Now that we are into the third generation of ecommerce where companies not only transact online, but do so globally and in real-time, companies are trying to squeeze more and more revenue from the traffic they have (AKA optimization).
However, not all optimization practices yield the same results and, if done incorrectly, you WILL reach the wrong conclusion.
In this post, we are going to give you some simple real-world tactics that will help improve the accuracy of your tests – thus, providing more useful results.
First of all, the goal of testing is usually to increase revenue, but can be equally used to increase click-throughs, form submissions and downloads. It all depends on what your definition of “conversion” is, so keep that in mind.
As ecommerce industry veterans, we typically define conversion rate as “the number of customers who complete a purchase divided by the total number of customers who enter the checkout process.” (For more on how conversion rates can be confusing, check out this blog post: Conversion rates: A false sense of security?)
As a side note, if you are selling products globally, you should make a decision about whether an order submitted counts the same as an order paid.
This relates to offline payments such as wire transfers, PayPal, Boleto Bancario, Konbini and others where payment is completed only after the order is completed. See our previous post about the the joys and sorrows of offline payments.

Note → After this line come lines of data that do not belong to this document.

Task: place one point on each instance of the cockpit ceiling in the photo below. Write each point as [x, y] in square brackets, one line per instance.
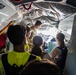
[17, 2]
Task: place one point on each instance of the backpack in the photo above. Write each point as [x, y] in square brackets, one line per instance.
[13, 70]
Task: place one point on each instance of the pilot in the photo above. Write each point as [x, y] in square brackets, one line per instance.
[34, 29]
[13, 62]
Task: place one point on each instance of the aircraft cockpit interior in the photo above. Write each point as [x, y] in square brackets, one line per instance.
[55, 15]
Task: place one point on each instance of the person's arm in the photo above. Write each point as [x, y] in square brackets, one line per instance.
[1, 65]
[55, 53]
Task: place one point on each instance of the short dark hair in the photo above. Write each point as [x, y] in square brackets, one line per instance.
[16, 34]
[41, 67]
[38, 23]
[37, 41]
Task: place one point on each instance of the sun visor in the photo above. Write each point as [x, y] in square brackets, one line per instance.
[71, 2]
[17, 2]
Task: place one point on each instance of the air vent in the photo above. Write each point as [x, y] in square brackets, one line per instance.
[1, 6]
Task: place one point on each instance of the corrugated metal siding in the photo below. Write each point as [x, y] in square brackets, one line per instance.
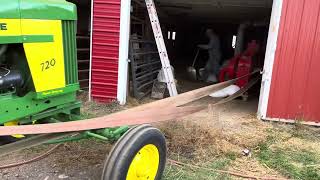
[295, 81]
[105, 50]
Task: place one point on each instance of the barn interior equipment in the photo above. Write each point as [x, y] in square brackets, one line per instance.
[39, 84]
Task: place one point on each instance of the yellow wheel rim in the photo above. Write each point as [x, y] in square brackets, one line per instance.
[145, 164]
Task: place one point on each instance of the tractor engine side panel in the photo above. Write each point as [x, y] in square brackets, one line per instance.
[45, 59]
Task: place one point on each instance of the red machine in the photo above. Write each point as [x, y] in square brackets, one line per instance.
[240, 65]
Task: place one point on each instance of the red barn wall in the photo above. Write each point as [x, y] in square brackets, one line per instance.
[295, 84]
[105, 50]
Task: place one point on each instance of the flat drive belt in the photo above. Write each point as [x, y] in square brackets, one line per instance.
[158, 111]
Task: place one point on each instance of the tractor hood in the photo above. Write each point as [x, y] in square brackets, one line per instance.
[38, 9]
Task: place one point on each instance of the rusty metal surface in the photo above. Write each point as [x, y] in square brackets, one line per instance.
[295, 80]
[105, 49]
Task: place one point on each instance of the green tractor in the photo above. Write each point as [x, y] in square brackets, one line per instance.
[39, 84]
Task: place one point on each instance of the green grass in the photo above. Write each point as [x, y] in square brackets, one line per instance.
[190, 173]
[291, 163]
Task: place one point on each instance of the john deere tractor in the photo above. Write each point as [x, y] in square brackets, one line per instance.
[39, 82]
[38, 63]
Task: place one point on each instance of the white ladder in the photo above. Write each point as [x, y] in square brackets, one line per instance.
[166, 67]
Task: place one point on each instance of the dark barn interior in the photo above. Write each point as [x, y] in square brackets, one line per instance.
[184, 24]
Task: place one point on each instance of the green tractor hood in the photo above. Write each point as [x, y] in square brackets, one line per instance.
[38, 9]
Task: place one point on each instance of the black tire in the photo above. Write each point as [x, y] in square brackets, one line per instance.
[121, 156]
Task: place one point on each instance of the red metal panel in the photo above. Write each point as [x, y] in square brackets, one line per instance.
[295, 81]
[105, 50]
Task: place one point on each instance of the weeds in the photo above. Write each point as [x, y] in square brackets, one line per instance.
[293, 163]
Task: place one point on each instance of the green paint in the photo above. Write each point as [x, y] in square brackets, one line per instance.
[14, 108]
[97, 136]
[58, 92]
[48, 9]
[37, 38]
[11, 10]
[25, 39]
[113, 133]
[70, 51]
[10, 39]
[3, 27]
[38, 9]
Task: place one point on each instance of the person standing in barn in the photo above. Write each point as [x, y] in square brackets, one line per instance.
[213, 64]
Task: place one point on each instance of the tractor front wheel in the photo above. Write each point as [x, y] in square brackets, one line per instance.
[140, 154]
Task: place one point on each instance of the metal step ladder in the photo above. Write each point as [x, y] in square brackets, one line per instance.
[166, 67]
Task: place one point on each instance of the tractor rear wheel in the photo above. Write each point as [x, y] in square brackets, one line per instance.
[139, 154]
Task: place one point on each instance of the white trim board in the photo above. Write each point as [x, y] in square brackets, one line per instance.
[269, 58]
[123, 51]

Because even the smallest changes, like button color or size can have a measurable impact on conversion rates, testing these variables is imperative to optimize your revenue.
When conducting a test, consider a scenario with two candidates — a control candidate and a challenger candidate. The control candidate is your baseline, and the challenger candidate is the modified option.

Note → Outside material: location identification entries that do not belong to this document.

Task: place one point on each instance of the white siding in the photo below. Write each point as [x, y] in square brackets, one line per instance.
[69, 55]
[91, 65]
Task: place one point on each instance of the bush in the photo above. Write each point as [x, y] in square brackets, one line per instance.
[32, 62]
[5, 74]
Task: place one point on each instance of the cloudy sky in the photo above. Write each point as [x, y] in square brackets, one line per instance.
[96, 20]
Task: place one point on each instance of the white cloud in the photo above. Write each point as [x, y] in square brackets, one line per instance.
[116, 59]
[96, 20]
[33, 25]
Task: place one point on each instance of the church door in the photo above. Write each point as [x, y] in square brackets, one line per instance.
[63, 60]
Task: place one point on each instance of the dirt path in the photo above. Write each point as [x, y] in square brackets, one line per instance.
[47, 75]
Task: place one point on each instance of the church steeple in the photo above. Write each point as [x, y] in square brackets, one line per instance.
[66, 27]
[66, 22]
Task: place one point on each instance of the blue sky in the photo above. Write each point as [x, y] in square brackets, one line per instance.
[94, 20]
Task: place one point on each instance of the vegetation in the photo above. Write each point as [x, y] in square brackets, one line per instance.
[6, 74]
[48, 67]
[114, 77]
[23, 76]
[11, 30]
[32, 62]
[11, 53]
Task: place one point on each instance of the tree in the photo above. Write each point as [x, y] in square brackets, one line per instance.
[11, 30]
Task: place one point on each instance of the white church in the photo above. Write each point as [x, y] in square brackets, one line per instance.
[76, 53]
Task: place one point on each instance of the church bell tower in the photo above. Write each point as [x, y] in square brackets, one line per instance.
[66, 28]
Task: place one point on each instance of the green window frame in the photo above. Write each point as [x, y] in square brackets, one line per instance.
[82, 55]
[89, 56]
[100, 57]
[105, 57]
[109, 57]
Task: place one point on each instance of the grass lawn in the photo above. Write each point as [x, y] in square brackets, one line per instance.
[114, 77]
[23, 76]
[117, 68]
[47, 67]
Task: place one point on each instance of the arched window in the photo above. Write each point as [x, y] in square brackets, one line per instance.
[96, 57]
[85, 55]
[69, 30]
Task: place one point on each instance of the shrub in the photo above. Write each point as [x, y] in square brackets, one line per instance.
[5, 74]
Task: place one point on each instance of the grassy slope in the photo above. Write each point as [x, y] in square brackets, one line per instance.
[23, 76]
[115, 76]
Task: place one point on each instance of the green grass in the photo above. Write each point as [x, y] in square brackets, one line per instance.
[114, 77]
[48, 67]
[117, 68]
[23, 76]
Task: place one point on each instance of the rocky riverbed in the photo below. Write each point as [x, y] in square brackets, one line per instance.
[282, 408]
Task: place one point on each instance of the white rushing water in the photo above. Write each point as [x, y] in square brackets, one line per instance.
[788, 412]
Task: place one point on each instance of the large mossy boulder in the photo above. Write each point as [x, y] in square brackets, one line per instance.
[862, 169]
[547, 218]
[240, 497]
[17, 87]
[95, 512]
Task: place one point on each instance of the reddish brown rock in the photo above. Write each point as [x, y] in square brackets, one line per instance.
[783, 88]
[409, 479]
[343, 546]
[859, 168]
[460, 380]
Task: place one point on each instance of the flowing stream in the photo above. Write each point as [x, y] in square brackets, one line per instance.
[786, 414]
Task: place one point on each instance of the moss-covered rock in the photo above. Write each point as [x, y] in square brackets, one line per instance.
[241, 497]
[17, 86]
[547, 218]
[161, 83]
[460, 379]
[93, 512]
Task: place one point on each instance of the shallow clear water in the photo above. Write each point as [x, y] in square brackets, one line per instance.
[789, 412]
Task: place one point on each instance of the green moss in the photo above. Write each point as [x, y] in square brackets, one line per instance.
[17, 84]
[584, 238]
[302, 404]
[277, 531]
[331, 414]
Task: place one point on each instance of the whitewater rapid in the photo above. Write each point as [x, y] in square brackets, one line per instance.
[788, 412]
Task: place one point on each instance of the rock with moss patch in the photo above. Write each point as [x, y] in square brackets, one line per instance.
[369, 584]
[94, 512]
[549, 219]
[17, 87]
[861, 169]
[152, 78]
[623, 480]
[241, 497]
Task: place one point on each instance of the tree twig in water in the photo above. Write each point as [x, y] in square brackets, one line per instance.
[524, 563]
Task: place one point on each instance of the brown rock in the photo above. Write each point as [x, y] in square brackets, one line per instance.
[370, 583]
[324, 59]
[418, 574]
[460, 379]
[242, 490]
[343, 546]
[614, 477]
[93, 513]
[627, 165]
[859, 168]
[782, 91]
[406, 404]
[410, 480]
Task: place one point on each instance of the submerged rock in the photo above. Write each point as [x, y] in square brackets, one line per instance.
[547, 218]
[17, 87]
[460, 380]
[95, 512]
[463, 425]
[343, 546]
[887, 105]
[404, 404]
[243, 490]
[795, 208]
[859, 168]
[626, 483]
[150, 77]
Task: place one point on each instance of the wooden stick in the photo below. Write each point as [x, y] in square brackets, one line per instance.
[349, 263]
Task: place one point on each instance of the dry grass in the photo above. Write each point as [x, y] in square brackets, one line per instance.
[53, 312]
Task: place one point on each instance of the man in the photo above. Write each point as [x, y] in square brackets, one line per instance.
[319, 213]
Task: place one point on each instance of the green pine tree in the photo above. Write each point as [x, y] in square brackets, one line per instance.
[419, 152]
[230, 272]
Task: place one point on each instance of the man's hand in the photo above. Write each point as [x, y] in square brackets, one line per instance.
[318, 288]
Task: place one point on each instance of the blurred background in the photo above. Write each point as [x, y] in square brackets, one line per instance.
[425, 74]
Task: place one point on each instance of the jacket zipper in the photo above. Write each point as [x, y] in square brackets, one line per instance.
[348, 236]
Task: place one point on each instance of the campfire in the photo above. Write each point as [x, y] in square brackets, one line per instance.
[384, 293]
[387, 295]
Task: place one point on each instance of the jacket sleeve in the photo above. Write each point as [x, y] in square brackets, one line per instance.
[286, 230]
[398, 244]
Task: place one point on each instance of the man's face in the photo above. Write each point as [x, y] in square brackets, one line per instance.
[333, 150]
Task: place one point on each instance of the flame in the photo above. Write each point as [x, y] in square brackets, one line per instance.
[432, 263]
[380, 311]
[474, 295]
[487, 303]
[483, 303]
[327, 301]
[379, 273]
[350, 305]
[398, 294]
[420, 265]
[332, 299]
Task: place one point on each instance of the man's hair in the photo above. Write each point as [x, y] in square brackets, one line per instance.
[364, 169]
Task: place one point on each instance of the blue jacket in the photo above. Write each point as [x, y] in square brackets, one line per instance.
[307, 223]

A comparison test of the two tells you whether your original is better or worse than the modified version. However, it is entirely possible to have a better conversion rate, but lower revenue.
One common, yet flawed way that some companies conduct testing between their control candidate and challenger candidate is by comparing data before a change is made and after the change is made. This is a severely flawed method because changes to other factors may have a positive or negative effect on the results.

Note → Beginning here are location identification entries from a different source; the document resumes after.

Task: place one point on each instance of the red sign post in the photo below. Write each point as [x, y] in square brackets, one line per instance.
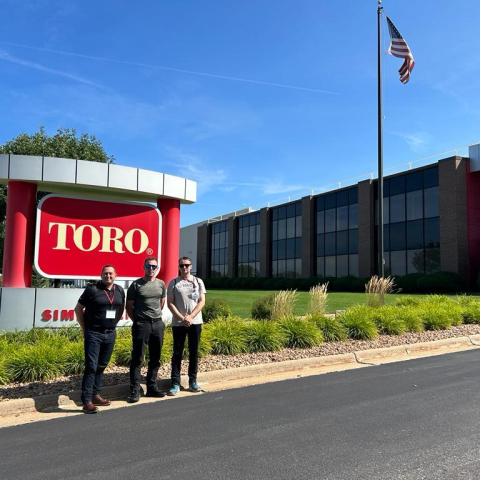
[75, 237]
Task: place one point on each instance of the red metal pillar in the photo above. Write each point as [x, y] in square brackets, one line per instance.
[19, 234]
[170, 210]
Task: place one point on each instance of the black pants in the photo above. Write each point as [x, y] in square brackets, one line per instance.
[146, 333]
[179, 333]
[98, 350]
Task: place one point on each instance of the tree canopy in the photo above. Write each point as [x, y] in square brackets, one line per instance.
[64, 144]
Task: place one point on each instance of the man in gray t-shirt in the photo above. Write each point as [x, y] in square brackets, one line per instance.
[185, 299]
[145, 301]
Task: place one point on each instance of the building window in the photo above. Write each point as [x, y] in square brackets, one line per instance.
[337, 233]
[287, 240]
[248, 247]
[219, 249]
[411, 223]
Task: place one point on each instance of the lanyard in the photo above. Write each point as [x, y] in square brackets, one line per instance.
[108, 296]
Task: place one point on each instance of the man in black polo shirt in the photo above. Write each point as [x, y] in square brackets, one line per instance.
[98, 311]
[145, 301]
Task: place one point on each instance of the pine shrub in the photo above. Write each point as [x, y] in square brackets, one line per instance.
[358, 322]
[300, 332]
[263, 336]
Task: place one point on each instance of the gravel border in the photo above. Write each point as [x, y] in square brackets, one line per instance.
[119, 375]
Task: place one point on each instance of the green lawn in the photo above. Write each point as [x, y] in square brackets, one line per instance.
[241, 301]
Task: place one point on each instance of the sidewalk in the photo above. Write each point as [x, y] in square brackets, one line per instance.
[26, 410]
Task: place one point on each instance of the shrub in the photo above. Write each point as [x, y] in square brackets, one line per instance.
[450, 307]
[359, 284]
[318, 298]
[262, 308]
[441, 282]
[263, 336]
[5, 352]
[389, 321]
[167, 347]
[434, 317]
[470, 308]
[358, 322]
[204, 347]
[409, 283]
[122, 353]
[228, 336]
[407, 301]
[284, 303]
[344, 284]
[410, 316]
[34, 363]
[377, 288]
[74, 362]
[300, 333]
[215, 308]
[332, 330]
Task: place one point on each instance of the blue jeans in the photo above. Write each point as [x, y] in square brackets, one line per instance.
[98, 350]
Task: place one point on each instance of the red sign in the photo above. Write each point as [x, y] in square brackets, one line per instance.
[75, 237]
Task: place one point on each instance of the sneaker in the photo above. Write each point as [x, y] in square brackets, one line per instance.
[174, 390]
[89, 408]
[155, 392]
[134, 396]
[193, 387]
[100, 401]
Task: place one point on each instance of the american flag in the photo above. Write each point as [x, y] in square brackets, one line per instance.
[399, 48]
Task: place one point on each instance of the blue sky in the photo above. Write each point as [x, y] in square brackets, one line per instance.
[255, 100]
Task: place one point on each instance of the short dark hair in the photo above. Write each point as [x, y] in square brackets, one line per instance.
[151, 259]
[109, 266]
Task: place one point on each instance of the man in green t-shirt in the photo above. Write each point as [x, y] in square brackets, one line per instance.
[145, 301]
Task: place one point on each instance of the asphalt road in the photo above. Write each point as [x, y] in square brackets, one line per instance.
[408, 420]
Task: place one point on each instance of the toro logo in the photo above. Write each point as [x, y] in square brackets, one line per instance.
[76, 237]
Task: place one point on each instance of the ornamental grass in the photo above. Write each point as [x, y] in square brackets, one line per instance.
[377, 288]
[284, 303]
[388, 321]
[74, 361]
[300, 332]
[332, 330]
[318, 299]
[263, 336]
[359, 323]
[228, 336]
[34, 363]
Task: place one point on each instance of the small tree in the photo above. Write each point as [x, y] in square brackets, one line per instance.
[64, 144]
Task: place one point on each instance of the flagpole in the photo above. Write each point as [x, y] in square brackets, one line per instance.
[381, 269]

One obvious example of this is when you initiate a marketing campaign. There is invariably a spike in traffic to your site that results in a different mix of customers between the control and challenger candidates.
If your campaign went to previous customers, they are more likely to purchase an upgrade than first-time customers. Other examples are changing PPC ads, the addition or loss of affiliates and external factors outside your control.
The following graphic illustrates monthly average revenue before and after a control vs. challenger test. The challenger (in red) clearly had greater revenue than the control (in blue). Because the challenger resulted in greater revenue, you may think that it’s the better choice.
However, the external factors highlighted made the comparison between the two time periods invalid. Squeezing the time-frame down to weekly, daily or even hourly still doesn’t result in valid data when using this type of “before and after” testing methodology. Outside influences invalidate the results.
Therefore, it’s critical that you test control and challenger options at the same time. By randomly assigning traffic to each candidate, you normalize these external factors so that even if you are running an email marketing campaign, the mix of customers seeing each candidate should be the same.
When testing things like button types, colors and other very minor items, multi-variate testing is the best testing option. Rather than having a control and a single challenger candidate, there are many challenger candidates.
In this situation, it’s important that the changes between candidates are clear enough to reach a definitive conclusion. What’s the point of running a test if the difference between the three or more candidates takes two months to determine or there’s no clear winner?
We recommend a sample size of 1,000 completed actions to reach a definitive result. What this means is that you need 1,000 successful “conversions,” however you choose to define them, to have a large enough sample to determine a winner. If the results are close, within a 5 percent difference, then you need even more samples to determine a winner.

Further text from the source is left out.